My hand is enveloped in yours. I feel like my loose ends are finally coming together as I look to you and you smile at me. Warm butterflies in my stomach, bees are buzzing, flowers are blossoming as our new love is too. Wind coursing through my hair like adrenaline, no end in sight as we gaze upon the winding road ahead of us. The beginning of something new, I say to myself, and allow myself to melt into your embrace. That was spring.
Your radiance is sunny and your gaze at me bright eyed. The sun’s rays are blinding in our new love. Sunglasses on; I see no flaws you possess. You run your fingers through my coarse sandy hair, and waves of endorphins are nibbling at our toes. No hint of the impeding cold season. Infatuation we like to call it. That was summer.

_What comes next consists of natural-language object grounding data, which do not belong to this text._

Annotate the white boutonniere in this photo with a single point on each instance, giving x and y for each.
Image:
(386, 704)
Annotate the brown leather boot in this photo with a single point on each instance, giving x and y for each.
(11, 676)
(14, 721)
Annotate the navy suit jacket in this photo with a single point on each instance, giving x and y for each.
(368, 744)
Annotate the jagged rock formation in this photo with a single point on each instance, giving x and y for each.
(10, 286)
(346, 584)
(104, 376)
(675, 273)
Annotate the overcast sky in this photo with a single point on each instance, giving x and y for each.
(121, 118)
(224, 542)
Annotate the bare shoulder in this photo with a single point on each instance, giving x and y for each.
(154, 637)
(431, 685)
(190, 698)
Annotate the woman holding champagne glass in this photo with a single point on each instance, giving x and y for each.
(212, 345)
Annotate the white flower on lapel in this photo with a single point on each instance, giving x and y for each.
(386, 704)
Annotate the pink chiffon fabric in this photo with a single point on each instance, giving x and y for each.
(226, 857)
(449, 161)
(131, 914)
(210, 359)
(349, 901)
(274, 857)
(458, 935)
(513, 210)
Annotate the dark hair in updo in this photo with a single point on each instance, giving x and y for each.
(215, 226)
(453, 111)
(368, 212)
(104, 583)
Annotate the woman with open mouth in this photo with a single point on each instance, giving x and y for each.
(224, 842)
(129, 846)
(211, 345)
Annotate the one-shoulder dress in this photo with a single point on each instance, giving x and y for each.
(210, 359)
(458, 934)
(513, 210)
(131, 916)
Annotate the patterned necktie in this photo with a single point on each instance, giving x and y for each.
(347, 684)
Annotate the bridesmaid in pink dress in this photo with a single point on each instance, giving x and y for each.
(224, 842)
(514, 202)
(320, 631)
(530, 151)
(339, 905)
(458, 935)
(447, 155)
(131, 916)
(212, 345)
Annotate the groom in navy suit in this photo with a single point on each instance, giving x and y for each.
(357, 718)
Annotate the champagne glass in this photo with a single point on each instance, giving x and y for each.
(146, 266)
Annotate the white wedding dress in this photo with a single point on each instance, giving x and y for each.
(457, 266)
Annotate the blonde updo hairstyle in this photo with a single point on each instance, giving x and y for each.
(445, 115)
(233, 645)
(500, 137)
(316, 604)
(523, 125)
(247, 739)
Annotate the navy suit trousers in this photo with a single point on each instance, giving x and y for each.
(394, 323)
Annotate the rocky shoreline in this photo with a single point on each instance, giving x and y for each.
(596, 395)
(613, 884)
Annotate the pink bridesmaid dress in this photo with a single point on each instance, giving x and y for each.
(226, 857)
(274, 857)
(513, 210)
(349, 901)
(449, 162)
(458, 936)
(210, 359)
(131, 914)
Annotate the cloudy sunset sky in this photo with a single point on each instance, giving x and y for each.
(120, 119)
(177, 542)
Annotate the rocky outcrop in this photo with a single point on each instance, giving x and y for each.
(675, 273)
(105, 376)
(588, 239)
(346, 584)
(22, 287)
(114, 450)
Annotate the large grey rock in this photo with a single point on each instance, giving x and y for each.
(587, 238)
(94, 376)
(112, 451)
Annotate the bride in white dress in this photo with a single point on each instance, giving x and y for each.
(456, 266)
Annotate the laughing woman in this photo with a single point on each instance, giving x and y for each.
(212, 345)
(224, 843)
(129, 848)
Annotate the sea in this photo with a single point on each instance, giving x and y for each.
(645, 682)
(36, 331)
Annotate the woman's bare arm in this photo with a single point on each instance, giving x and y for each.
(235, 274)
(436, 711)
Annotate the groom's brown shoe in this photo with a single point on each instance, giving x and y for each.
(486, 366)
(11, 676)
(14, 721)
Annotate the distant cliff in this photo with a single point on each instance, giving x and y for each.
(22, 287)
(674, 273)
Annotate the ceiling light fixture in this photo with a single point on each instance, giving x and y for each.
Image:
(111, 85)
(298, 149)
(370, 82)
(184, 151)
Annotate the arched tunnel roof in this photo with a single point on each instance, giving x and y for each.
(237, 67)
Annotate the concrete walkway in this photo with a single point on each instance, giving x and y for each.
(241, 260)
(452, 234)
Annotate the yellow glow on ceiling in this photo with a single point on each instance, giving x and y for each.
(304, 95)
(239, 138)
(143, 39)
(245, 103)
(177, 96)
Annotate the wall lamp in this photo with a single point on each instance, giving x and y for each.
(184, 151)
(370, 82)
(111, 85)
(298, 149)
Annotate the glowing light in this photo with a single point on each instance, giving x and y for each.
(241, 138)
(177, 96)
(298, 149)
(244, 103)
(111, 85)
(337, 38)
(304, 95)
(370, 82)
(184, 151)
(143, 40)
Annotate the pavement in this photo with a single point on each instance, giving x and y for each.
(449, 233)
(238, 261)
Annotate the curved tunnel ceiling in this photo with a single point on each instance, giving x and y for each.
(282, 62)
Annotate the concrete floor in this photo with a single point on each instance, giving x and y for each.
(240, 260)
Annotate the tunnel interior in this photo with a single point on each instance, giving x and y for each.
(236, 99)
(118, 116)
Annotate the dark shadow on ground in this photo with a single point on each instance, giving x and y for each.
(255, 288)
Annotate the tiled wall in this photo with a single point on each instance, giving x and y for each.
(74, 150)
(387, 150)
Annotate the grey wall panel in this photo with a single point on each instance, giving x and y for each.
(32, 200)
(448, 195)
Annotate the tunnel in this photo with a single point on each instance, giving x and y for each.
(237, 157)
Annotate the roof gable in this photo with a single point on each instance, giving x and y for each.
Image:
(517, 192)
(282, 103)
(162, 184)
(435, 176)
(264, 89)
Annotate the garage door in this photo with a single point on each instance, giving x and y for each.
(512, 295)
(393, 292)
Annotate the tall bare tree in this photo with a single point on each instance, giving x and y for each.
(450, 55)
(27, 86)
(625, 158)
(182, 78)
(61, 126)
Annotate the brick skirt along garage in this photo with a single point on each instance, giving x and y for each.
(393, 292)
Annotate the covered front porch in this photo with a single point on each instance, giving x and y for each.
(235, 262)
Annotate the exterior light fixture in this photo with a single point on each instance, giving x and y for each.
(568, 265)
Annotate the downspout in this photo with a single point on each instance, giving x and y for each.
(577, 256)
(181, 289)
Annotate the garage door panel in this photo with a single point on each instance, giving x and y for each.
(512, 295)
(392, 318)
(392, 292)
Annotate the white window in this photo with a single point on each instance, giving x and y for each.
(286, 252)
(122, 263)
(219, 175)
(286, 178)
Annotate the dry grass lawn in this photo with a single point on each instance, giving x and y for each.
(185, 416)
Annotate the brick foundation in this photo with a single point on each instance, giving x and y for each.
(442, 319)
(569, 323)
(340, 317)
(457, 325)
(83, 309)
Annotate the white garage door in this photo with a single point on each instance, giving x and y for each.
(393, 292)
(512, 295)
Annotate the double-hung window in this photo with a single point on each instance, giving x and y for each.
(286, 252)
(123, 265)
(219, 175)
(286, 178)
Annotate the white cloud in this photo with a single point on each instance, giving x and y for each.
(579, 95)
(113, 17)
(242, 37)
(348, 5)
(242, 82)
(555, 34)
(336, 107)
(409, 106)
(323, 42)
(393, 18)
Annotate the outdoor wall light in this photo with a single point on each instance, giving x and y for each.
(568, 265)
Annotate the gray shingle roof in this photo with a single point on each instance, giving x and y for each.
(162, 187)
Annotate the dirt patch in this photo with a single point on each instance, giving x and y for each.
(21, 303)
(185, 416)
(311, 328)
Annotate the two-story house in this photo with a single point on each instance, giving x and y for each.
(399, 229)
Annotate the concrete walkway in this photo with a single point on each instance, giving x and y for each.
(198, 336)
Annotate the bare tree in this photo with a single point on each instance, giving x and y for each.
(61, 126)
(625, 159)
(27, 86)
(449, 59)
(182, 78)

We never thought it would come to this. The leaves are changing from green to a beautiful autumn pigment, and as our love unravels, it seems beautiful in itself. Whirlwinds of fights and cutting words, and your stare at me chilly and dry. That was fall.
The trees are bare, and the empty bed feels icy against my bare skin. I am gloomy as I press my hand against the cold window. I breathe a solemn breath that fogs up the glass and remember when we once drew our initials in the remains. Bed is my comfort, hibernation my solace. It is over, but I miss you. That was winter.
This is a New Year, and I reminisce the tangible love we shared, growing hastily at first but stagnated to a halt. Spring, summer, fall, winter; I no longer feel haunted whenever your name leaves my lips. A blank slate for the next one begins, as it is time for the flowers to blossom again.